MY grandma could tell the difference tho …she’d make something from the book and say “Had too much of this or needed more that” Once in a while she’d close her eyes and say “Perfect” and I’d be like "how can you tell ? "

Most of it is pretty understandable. Stuff like Bef, gredyl, vynegre, pouder perpir, even stekys, all are just spelling variations of words we know - Beef, griddle, vinegar, powdered pepper, steaks.

It’s words like leche, verious and y-helid that might need explaining (slice, verjuice and covered, respectively)

Yeah, with an asterisk on that “most,” because there are some exceptions. In general, when I’m cooking, I rarely measure anything at all, from teaspoons up to pints or larger. I have a “feel” and ballpark is generally fine. Some of this, a bit of that, taste, a little more, adjust, bob’s your uncle.

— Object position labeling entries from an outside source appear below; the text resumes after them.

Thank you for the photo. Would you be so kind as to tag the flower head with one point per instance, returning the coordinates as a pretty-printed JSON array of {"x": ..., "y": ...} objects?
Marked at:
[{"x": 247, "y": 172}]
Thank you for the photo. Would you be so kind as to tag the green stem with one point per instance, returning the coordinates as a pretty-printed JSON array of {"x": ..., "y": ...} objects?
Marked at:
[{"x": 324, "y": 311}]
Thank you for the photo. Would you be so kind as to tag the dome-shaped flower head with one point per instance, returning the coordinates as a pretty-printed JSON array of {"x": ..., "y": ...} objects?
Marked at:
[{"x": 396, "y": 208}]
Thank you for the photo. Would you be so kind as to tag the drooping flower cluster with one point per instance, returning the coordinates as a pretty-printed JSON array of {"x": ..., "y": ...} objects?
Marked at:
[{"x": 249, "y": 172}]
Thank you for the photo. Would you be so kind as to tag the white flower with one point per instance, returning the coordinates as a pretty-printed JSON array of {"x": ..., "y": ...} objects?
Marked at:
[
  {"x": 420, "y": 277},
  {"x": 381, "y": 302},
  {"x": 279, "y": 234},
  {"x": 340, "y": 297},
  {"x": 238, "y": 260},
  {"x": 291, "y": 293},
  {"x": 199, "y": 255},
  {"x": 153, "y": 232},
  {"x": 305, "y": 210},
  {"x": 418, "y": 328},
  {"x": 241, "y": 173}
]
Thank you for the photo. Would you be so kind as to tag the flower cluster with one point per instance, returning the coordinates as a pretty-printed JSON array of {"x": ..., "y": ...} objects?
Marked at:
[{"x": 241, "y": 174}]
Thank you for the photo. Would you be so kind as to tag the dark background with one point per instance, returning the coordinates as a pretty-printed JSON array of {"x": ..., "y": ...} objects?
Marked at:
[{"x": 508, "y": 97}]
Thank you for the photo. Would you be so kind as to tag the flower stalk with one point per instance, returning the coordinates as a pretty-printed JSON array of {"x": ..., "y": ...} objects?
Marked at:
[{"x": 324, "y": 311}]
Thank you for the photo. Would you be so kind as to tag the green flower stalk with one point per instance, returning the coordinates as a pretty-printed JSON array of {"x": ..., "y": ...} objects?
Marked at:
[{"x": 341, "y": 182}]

However, there are a few things where the ratio needs to be closer than eyeball range and it’s hard to fix as you go. When I’m making polenta, for example, if the four-to-one liquid-to-meal is off by more than a little, the texture will be wrong and it can’t really be satisfactorily corrected. So that, I measure.

I cook a lot of molecular gastronomy-type things. That is like a chemistry lesson, down to the pipettes and the milligram scales.

My first introduction to cooking was baking, and I was cautioned over and over that precision was important, so my instincts are to rely on measuring tools. When I use a recipe, it’s very hard for me to just eyeball quantities.

There are two soups I make pretty often for the family. One is a hearty lentil soup from Vegetarian Cooking for Everyone, and though I’ve made it dozens of times, I can’t stop myself from measuring out 1/3 cup of chopped carrots or whatever, because that’s what the recipe says, and it comes out amazing. The other is chicken soup with rice, and for that one I don’t measure anything at all, I just chop and saute and simmer and taste, and it comes out amazing.

Surely I could do the same with the lentil soup, too, if I trusted myself; but goddammit, there’s a recipe.

No, they can’t be because we are not talking about the same amounts that just have different names. We are talking about different names and different amounts. For example, a meter is not 36 inches long, so it isn’t just another name for what we call a yard even though they are very close in length. We think of kilometers and miles, but a mile is significantly longer than a kilometer.

So therein lies the reason we haven’t changed. People look at it and think, “I don’t want to have to learn how to convert all of these metric measurements into the system I was born and raised with, so I’m not going to.” They refuse to look at it as, “I’m going to learn this new system and the measurements it entails.”

That’s interesting. I often measure my spices, but i don’t think I’ve ever used volume or weight measurements for vegetables that come in whole units. I add 2 small carrots. (Hmm, these carrots are very large, maybe 1 is enough.) Or a medium onion, or 5 potatoes. Etc.

If i don’t have large eggs (the size most recipes expect) i have juggled to get about the same volume of medium or jumbo eggs. But i mostly buy large eggs so i don’t have to.

My gf has a bunch of recipes written down by her grandmother. It’s fun to “follow” the recipes because they assume you know what you’re doing in the kitchen.

For instance, “make a roux”, “add appropriate vegetables”, “season as you would a stew”. Many spices are described as “a bit” or “to taste”. There are also notes instructing things like, “omit this if Charles is coming for dinner”.

My measuring spoon set has a 1/4 spoon - I’m sure I must have used it for something in the past - maybe salt in a sweet recipe or something.

Do we need metric chickens to lay metric eggs?